私が犯人に捕まっている間様々な事が起きていた。そして、新たな犠牲者も出てしまっていた。
これで既に四人。
頭は白い靄がかかったようにぼうっとして、思考が止まりそうだ。頭が痛い。吐き気もする。
談話室に着いたのは約十五分前。
部屋に入った途端みんなが群がるように集まってきた。みんなは私を捜してくれていたらしく、手には懐中電灯等が握られていた。
しかし、みんなの顔は暗く重く……状況の悪さが伺えた。義高が口火を切り、今に至るのだけれど。
私は義高を見つめた。彼は巻き込まれたのだ。この惨劇に。
私と出会わなければ、彼はこんな苦しい思いをしなかっただろう……。今更ながら、いたたまれない気持ちになる。
「麻衣ちゃん」
ユリエが言った。そういえば、ユリエは気を失っていたんだった。身体は平気なのだろうか? 私はそんな思いを込めながら顔を上げた。
「服、着替えた方が良くない?」
そう指摘され、浴衣のままだったことを思い出す。
「……そうだね。私着替えてくる」
そう言って、席を立とうとするが義高が止めた。
「麻衣も着替える事ですし、ここは一端みんな部屋に戻りませんか?」
「そうだな。少し眠い……」
「そうね……」
みんなは義高の案に賛成らしい。
私ももちろん賛成だ。とりあえず服を着替えてこれからの事や、今までの事を整理したい。
立ち上がった義高は、少し考えたあと静かに言った。
「部屋は……一人ずつ使って下さい。今から少し仮眠を取った方が良いでしょう。鍵は必ずかけること。一人で外に出たりしないで下さい。何かあればすぐに大声を上げて下さい」
頷くと、そのまま部屋を出る者がほとんどだったが、縁と華子が残った。
「吉野さん、秋山さん……」
「出来るだけ、大勢でいた方が安全じゃない? どんな時も……ね」
不安を隠すように呟かれた言葉に、黙って頷いた。
私を見つけてくれた彼女たちには、やっぱり感謝しても仕切れないと改めて思う。この二人が犯人ではないと言う確信はまだ無いけれど、疑いたくないと切に感じていた。

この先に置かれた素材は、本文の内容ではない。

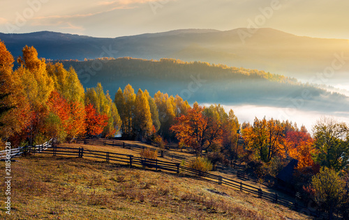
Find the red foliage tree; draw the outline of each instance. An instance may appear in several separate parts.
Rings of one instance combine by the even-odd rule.
[[[285,144],[290,157],[298,160],[298,168],[313,166],[313,155],[316,153],[313,140],[308,132],[291,131],[287,133]]]
[[[107,126],[108,117],[98,114],[91,104],[85,107],[86,111],[86,134],[96,136],[101,134],[104,127]]]

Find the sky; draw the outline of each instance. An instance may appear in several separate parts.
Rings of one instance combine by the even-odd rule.
[[[0,32],[115,38],[183,29],[270,27],[349,39],[346,0],[1,0]]]

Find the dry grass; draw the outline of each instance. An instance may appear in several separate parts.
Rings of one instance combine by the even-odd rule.
[[[163,172],[80,158],[17,160],[11,164],[12,214],[8,218],[2,205],[0,219],[304,219],[231,188]],[[3,201],[4,187],[0,197]]]

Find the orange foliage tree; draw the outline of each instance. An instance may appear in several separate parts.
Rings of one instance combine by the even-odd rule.
[[[205,108],[194,103],[192,109],[188,110],[186,115],[182,115],[175,120],[177,123],[170,127],[170,131],[176,134],[180,144],[193,148],[196,156],[200,156],[202,150],[209,148],[215,141],[221,141],[217,129],[210,122],[216,121],[209,119],[204,114]]]
[[[91,104],[85,107],[85,111],[86,134],[87,136],[101,134],[104,127],[107,125],[108,117],[105,115],[98,114]]]
[[[247,148],[256,152],[262,161],[269,162],[276,155],[285,156],[283,131],[284,125],[277,120],[255,118],[253,126],[245,127],[243,134]]]

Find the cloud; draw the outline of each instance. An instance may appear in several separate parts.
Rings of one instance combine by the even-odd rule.
[[[167,0],[166,1],[170,1],[170,0]],[[110,6],[110,5],[119,5],[119,6],[126,6],[126,5],[133,5],[137,3],[147,3],[149,2],[164,1],[163,0],[116,0],[112,1],[102,1],[99,3],[99,5],[102,6]]]
[[[73,29],[73,30],[80,30],[80,31],[84,31],[84,29],[82,26],[75,26],[72,24],[70,22],[66,22],[66,23],[68,26],[62,26],[61,27],[61,29]]]
[[[0,17],[0,24],[5,24],[8,22],[7,19]]]

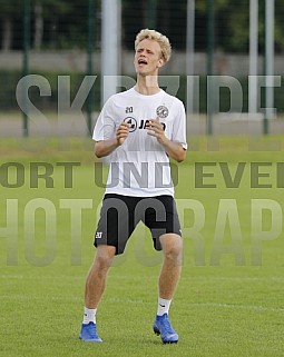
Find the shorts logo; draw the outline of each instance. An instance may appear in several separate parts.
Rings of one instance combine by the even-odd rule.
[[[159,106],[156,110],[156,113],[159,118],[167,118],[168,116],[168,108],[165,106]]]
[[[124,122],[129,123],[130,128],[129,128],[129,132],[133,132],[137,129],[137,120],[133,117],[127,117],[124,119]]]
[[[96,232],[96,239],[100,239],[102,237],[102,231],[97,231]]]

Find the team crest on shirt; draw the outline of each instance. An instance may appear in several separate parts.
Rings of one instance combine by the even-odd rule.
[[[159,118],[167,118],[168,108],[166,106],[159,106],[156,110],[156,113]]]
[[[127,117],[124,119],[124,122],[129,123],[129,132],[133,132],[137,129],[137,120],[134,117]]]

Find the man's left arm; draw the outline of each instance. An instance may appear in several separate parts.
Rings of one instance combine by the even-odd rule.
[[[148,135],[157,138],[158,142],[164,147],[165,151],[172,159],[178,162],[185,160],[186,150],[182,143],[172,141],[166,137],[164,127],[159,122],[158,118],[149,120],[146,128],[148,129]]]

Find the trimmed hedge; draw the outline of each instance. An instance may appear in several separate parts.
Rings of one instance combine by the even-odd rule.
[[[32,73],[31,73],[32,75]],[[84,73],[37,73],[46,78],[51,87],[51,96],[40,96],[39,88],[36,86],[30,87],[29,89],[29,98],[31,102],[39,109],[39,110],[57,110],[58,108],[58,76],[70,76],[70,88],[71,88],[71,102],[80,88],[80,85],[84,80]],[[19,110],[19,106],[16,99],[16,90],[19,80],[22,78],[21,72],[19,71],[0,71],[0,110]],[[283,78],[282,78],[283,79]],[[229,80],[229,78],[228,78]],[[237,103],[236,109],[239,109],[243,112],[247,112],[248,107],[248,79],[239,78],[233,79],[233,81],[238,81],[241,85],[241,92],[242,96],[238,98],[233,97],[233,105],[234,102]],[[226,81],[224,81],[224,87],[219,88],[219,110],[221,111],[228,111],[231,109],[231,90],[228,89]],[[186,77],[180,77],[179,88],[177,91],[177,97],[186,102]],[[166,89],[166,88],[165,88]],[[212,95],[216,95],[216,92],[210,91]],[[239,88],[238,88],[239,91]],[[92,92],[90,93],[94,98],[92,108],[94,110],[100,109],[100,76],[98,76],[95,80]],[[262,89],[261,91],[261,107],[265,107],[264,95],[265,91]],[[234,96],[234,95],[233,95]],[[275,96],[275,108],[277,112],[284,112],[284,87],[278,87],[274,89]],[[198,96],[196,96],[198,97]],[[87,101],[85,101],[85,109],[87,109]],[[196,103],[195,103],[196,106]],[[198,108],[198,106],[197,106]],[[233,108],[234,109],[234,108]],[[199,111],[206,112],[207,110],[207,82],[205,77],[199,77]]]

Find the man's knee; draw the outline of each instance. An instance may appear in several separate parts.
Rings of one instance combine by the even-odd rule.
[[[183,255],[183,239],[178,235],[163,235],[160,237],[160,244],[165,258],[170,260],[180,260]]]
[[[100,269],[109,268],[116,254],[112,246],[101,245],[97,247],[94,265]]]

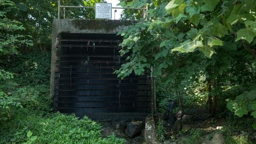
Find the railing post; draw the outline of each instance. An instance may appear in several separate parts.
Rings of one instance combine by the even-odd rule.
[[[59,19],[59,6],[60,4],[60,0],[58,2],[58,19]]]
[[[66,17],[66,9],[64,8],[64,19],[65,19]]]

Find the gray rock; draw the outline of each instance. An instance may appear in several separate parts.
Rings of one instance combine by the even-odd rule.
[[[180,129],[180,119],[177,119],[174,123],[174,125],[173,126],[173,128],[172,128],[171,133],[173,134],[178,133]]]
[[[158,142],[155,120],[153,116],[147,116],[145,120],[145,132],[144,137],[146,143],[159,143]]]
[[[211,140],[212,144],[224,144],[225,139],[223,135],[221,133],[217,133],[214,134],[214,137]]]
[[[109,135],[114,134],[116,136],[120,138],[125,137],[124,135],[118,130],[114,130],[111,127],[105,127],[101,129],[101,134],[103,137],[107,137]]]
[[[142,121],[132,122],[130,123],[125,129],[125,133],[130,138],[134,137],[139,134],[143,128]]]
[[[172,141],[170,139],[166,140],[163,142],[163,144],[176,144],[176,142]]]
[[[189,125],[193,122],[192,118],[188,115],[184,114],[182,117],[182,124]]]
[[[155,117],[154,117],[155,122],[156,122],[156,123],[158,123],[158,121],[159,121],[159,120],[163,121],[164,119],[164,115],[163,113],[160,112],[158,112],[157,113],[156,115],[157,115]]]
[[[120,132],[124,132],[125,129],[125,126],[127,124],[122,122],[114,122],[112,124],[111,127],[115,130],[118,130]]]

ふと時計を見ると、午前三時半を指している。丑三つ時だ。
――草木も眠る丑三つ時。夜の一番深い時……。
私は暫く時計を見つめていたが、やがて怖くなり目を逸らした。
「麻衣も……そろそろ行こう」
「うん……」
談話室を後にした私たちは、無言のまま階段を上る。
部屋を出てからも、何故か時計の針の音が、妙に生々しく残っている。階段を上がる度にする、ぎしぎしという音でさえも、誰かの笑い声に聞こえ私は思わず耳を塞いだ。
「麻衣?」
義高が心配そうに言った。縁と華子も振り返る。
「大丈夫」と返したが、自分でも声が震えているのが分かる。すると……
「縁、華子……」
「生憎、体力だけはあり余ってるからね」
「魔女を甘くみないでよ」
二人が両肩を支えてくれたのだ。驚きと、喜びが入り混じる。
「……ありがとう」
そう呟いた私に、二人は優しく微笑んだ。
そんな私たちを見て苦笑する義高を先頭に、階段を上がり続けるのだった。
「じゃあ……少し休みなよ」
「うん。義高も……」
私は階段を上がってすぐの部屋に入った。義高は丁度向かいの部屋に入る。みんな、まだそれぞれの部屋から顔を覗かせている。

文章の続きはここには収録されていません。